Amazon.com Review
Disobedience is Naomi Alderman's richly told, endearingly evocative tale of two women and the choices they make as they come to terms with their identities in a traditional Orthodox Jewish community. In this groundbreaking debut, Alderman puts her characters to work, forcing them to confront issues of rebellion, isolation, loneliness and self-acceptance in a place where deviating from the norm often results in cold stares and hushed whispers at the kosher butcher shop.
Ronit Krushka is a lapsed Orthodox Jew, who fled the confines of Hendon, England, and her traditional upbringing for a secular lifestyle on Manhattan's Upper West Side. When her father, the community's revered Rabbi passes away, Ronit returns home to retrieve her mother's precious Shabbat candlesticks, and to revisit her troubled past. She reconnects with Esti, a former lover, whose choices have left her unsure and unfulfilled. As Ronit and Esti navigate through the demons of their past, each woman is forced to decide what kind of life she wants to lead, and with whom she wants to share it.

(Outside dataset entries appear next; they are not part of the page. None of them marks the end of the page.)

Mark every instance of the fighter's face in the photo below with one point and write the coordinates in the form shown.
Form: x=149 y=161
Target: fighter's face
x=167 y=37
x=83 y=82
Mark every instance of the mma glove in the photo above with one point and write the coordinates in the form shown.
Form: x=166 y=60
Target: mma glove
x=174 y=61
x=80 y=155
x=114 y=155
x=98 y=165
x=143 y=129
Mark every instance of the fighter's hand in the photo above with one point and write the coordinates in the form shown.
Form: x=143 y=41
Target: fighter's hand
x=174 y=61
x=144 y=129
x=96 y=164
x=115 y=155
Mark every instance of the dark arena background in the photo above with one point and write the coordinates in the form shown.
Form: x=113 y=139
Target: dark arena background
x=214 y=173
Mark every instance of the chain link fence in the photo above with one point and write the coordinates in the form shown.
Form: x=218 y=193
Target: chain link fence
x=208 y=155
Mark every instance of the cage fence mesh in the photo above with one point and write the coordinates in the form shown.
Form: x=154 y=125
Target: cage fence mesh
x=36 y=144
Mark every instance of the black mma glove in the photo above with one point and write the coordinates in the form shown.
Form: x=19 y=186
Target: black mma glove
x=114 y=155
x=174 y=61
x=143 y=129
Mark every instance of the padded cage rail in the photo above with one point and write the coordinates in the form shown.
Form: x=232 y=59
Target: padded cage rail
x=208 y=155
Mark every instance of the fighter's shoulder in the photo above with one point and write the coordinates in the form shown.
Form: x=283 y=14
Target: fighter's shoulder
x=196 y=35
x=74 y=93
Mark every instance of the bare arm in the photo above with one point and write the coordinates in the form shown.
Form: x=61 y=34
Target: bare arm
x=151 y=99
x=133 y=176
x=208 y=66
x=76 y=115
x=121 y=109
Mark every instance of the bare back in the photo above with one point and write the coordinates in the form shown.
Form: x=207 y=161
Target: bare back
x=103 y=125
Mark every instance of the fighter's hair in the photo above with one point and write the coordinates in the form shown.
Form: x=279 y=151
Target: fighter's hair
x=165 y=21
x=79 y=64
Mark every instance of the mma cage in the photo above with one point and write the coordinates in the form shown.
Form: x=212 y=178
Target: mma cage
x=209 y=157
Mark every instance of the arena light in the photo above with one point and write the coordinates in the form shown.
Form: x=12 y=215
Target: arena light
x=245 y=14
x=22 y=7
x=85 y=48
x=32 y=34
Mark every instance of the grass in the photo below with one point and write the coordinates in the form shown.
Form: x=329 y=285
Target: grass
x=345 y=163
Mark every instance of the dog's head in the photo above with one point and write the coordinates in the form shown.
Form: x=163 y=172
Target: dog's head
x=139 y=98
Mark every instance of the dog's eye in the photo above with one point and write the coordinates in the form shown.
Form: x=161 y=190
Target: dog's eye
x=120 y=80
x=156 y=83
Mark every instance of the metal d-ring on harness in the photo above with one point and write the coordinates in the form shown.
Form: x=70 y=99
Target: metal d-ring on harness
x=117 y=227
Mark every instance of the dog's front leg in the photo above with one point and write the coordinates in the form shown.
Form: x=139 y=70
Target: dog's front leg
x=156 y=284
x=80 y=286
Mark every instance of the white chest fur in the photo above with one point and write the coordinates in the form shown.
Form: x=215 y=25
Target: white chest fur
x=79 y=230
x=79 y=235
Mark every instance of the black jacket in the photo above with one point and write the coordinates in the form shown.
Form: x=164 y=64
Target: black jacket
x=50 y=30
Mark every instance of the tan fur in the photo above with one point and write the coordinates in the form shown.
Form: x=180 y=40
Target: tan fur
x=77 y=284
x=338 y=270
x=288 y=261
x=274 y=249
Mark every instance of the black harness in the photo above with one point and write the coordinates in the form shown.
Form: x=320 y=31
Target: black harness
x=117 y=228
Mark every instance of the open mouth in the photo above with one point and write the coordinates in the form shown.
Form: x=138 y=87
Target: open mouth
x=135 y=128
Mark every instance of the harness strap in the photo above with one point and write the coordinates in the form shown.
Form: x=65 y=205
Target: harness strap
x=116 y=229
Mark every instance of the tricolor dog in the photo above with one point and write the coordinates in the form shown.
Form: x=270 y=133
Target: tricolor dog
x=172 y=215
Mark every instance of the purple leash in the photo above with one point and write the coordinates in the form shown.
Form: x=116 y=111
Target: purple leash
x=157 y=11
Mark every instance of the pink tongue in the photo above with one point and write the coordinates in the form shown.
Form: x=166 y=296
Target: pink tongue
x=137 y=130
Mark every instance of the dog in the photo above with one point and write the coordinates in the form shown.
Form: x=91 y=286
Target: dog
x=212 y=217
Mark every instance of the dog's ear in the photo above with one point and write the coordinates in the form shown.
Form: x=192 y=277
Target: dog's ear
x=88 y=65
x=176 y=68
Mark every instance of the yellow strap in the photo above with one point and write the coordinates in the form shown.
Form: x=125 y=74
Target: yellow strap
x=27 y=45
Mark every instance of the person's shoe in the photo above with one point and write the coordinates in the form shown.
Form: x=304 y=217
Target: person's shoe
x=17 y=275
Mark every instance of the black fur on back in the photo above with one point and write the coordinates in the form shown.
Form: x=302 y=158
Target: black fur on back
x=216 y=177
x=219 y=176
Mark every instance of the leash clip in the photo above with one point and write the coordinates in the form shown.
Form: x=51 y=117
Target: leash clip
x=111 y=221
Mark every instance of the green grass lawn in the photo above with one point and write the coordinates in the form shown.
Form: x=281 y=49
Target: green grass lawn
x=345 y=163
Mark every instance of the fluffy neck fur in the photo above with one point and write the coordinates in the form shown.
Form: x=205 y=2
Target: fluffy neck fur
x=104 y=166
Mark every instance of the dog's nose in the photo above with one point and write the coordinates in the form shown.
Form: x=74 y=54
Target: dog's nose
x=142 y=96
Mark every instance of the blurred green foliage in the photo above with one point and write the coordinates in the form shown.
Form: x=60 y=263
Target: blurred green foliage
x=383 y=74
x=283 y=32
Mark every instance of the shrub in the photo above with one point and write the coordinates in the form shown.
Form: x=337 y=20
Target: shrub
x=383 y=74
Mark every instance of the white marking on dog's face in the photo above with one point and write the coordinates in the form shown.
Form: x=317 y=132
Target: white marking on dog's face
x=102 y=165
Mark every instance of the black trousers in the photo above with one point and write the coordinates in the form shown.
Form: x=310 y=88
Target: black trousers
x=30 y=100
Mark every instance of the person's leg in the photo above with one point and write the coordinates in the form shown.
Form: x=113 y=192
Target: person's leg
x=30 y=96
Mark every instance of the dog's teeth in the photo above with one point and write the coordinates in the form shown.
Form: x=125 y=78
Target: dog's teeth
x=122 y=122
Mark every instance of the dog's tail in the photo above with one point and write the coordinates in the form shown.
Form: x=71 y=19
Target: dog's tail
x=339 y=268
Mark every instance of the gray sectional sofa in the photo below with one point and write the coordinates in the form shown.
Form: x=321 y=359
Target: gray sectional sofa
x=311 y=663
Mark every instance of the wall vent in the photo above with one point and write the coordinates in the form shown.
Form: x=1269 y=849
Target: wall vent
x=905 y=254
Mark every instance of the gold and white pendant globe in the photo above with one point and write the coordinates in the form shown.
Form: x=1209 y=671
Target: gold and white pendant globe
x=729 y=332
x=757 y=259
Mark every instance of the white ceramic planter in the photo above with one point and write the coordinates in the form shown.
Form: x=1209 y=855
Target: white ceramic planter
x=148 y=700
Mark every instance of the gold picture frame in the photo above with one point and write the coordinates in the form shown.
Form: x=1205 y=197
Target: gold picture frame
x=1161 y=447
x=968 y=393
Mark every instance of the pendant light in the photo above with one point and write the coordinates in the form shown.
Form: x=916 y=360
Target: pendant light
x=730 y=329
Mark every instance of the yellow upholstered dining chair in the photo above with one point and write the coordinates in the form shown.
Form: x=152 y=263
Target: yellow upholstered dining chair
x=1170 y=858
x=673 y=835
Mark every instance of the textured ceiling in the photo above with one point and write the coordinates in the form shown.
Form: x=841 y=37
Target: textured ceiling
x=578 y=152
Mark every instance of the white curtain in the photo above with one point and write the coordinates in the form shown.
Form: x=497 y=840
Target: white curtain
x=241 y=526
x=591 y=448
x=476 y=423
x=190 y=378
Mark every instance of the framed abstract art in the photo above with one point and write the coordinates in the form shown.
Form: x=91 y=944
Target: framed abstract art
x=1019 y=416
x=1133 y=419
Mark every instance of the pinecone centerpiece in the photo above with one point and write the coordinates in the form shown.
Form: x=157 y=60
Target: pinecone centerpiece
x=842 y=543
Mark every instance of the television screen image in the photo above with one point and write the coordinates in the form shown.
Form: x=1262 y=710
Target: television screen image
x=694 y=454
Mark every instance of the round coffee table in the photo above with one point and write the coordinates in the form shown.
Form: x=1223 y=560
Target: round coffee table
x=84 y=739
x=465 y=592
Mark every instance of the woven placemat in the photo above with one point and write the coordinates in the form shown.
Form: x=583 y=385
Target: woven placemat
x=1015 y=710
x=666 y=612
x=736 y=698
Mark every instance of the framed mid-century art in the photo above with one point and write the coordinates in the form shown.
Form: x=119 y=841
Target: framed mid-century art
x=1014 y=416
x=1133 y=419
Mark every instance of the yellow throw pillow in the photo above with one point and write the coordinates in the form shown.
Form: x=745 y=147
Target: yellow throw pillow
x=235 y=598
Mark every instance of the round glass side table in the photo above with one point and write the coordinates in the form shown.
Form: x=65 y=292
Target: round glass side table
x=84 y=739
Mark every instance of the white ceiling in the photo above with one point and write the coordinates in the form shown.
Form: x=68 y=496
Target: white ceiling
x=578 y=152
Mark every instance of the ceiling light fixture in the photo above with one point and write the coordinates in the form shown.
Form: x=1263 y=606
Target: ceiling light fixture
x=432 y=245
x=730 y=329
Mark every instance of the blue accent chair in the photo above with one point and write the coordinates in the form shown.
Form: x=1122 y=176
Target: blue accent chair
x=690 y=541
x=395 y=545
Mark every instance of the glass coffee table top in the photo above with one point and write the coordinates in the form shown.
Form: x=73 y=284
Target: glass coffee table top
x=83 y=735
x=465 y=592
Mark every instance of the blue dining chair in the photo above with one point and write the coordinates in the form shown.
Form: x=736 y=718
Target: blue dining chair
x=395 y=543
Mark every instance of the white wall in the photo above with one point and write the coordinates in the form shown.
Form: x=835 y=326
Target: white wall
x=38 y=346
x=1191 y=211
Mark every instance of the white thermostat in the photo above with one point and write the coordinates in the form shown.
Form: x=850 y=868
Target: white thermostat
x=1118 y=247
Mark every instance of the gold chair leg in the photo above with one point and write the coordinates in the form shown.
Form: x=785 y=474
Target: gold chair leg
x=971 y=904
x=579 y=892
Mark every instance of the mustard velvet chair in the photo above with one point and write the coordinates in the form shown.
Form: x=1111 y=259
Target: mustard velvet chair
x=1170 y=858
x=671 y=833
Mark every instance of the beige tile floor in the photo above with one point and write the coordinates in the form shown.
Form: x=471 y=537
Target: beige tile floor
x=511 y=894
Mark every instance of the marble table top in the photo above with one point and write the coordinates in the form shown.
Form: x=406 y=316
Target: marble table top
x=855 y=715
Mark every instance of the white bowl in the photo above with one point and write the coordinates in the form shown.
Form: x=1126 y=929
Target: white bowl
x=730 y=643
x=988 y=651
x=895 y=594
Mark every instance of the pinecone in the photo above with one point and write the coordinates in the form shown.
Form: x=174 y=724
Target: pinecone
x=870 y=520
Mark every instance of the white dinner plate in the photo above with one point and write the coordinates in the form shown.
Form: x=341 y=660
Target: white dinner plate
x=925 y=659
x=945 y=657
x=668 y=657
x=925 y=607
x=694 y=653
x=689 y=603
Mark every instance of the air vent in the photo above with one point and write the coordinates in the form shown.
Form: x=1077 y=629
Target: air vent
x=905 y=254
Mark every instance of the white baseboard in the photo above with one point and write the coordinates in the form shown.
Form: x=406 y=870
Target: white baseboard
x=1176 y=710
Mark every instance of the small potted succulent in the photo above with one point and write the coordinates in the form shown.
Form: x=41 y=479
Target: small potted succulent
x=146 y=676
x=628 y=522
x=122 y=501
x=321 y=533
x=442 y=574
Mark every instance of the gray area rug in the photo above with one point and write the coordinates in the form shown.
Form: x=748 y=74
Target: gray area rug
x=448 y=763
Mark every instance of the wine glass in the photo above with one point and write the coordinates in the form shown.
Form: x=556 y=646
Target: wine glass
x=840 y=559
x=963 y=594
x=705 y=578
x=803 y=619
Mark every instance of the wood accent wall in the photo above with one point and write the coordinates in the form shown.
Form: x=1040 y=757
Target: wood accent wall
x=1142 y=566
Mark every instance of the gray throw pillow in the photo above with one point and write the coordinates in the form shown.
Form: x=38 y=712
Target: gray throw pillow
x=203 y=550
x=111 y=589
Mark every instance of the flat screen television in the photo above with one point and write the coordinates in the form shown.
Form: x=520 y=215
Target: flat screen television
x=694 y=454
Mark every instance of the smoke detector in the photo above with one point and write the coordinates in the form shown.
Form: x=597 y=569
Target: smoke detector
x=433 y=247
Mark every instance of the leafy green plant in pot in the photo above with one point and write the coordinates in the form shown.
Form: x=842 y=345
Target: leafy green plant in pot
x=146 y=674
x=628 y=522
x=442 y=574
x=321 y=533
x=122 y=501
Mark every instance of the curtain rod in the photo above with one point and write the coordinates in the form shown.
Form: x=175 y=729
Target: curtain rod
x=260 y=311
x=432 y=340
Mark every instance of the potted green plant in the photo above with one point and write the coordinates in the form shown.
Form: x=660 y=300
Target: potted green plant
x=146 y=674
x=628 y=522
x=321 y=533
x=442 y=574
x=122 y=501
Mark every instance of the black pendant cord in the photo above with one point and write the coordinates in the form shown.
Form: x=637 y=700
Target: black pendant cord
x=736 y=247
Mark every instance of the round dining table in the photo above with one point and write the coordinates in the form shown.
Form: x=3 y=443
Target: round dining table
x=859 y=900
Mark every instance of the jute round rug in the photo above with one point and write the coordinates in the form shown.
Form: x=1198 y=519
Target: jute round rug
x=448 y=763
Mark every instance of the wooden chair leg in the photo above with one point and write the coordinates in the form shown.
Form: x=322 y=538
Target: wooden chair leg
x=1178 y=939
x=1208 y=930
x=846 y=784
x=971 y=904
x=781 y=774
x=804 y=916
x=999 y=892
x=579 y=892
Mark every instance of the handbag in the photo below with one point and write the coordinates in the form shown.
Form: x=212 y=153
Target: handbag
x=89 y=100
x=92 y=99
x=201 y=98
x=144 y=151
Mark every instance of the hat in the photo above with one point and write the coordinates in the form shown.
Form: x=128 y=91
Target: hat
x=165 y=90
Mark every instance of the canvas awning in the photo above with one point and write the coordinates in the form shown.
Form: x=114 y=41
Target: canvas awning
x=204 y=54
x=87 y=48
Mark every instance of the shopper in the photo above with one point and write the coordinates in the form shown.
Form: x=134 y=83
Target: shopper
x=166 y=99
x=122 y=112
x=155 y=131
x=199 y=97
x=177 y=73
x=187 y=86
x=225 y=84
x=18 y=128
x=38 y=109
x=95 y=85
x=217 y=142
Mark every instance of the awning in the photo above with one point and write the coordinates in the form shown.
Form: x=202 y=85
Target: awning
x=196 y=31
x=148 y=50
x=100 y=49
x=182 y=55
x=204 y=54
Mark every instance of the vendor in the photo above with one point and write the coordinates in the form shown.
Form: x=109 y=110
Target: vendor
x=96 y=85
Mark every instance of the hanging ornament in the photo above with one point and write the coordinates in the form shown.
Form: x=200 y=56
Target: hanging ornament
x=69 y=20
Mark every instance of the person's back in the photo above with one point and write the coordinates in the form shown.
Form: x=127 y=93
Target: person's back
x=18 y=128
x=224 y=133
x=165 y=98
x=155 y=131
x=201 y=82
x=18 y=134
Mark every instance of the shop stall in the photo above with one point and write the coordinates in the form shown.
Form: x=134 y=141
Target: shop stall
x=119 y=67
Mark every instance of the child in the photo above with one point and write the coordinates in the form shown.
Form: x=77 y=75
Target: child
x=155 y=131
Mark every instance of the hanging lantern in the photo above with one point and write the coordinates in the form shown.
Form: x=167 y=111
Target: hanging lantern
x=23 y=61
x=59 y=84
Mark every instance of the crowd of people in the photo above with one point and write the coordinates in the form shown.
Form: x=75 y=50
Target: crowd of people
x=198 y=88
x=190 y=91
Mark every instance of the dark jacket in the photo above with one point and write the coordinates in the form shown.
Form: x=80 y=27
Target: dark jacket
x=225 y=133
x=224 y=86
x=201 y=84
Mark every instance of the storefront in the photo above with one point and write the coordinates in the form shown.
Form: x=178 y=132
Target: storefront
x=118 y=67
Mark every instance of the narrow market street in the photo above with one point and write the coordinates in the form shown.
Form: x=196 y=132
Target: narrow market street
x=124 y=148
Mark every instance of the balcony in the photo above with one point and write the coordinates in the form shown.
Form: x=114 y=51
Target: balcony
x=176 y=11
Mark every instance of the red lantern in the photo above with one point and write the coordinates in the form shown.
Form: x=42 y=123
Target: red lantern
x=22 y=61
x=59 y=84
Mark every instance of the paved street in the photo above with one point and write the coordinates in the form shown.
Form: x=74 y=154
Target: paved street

Alderman alternates between a lyrical and familiar style, introducing each chapter with a page of religious commentary that relates directly to the novel. While the commentary is interesting, readers may find themselves skimming it as the plot thickens and these introductions become more like diversions from the story's main message. Still, interruptions aside, Disobedience marks an important debut, and one that extends outside the lives of these characters to personify the struggle between conformity and individualism for everyone who has felt like an outsider. --Gisele Toueg
From Publishers Weekly
Alderman draws on her Orthodox Jewish upbringing and current life in Hendon, England, for her entertaining debut, which won the Orange Prize for New Writers after it was published in the U.K. in March. In writing about the inhabitants of this small, gossipy society, Alderman cleverly uses a slightly sinister, omniscient "we" to represent a community that speaks with one voice, and her descriptions of Orthodox customs are richly embroidered. Alternating with this perspective is the first-person narrative of Ronit Krushka, a woman who has left the community and is now a financial analyst in New York. After the death of her estranged father, a powerful rabbi, Ronit returns to England to mourn her father and to confront her past, including a female lover. But Ronit's shock that an Orthodox lesbian would marry a man rings false, as does her casually condescending attitude toward the community. By the time of the theatrical, unrealistic climax, Ronit's struggle between religious and secular imperatives gets reduced to cliché ("all we have, in the end, are the choices we make"), but Ronit works well as a vehicle for the opinion that even the most alienated New York Judaism is preferable to the English version, where "the Jewish fear of being noticed and the natural British reticence interact."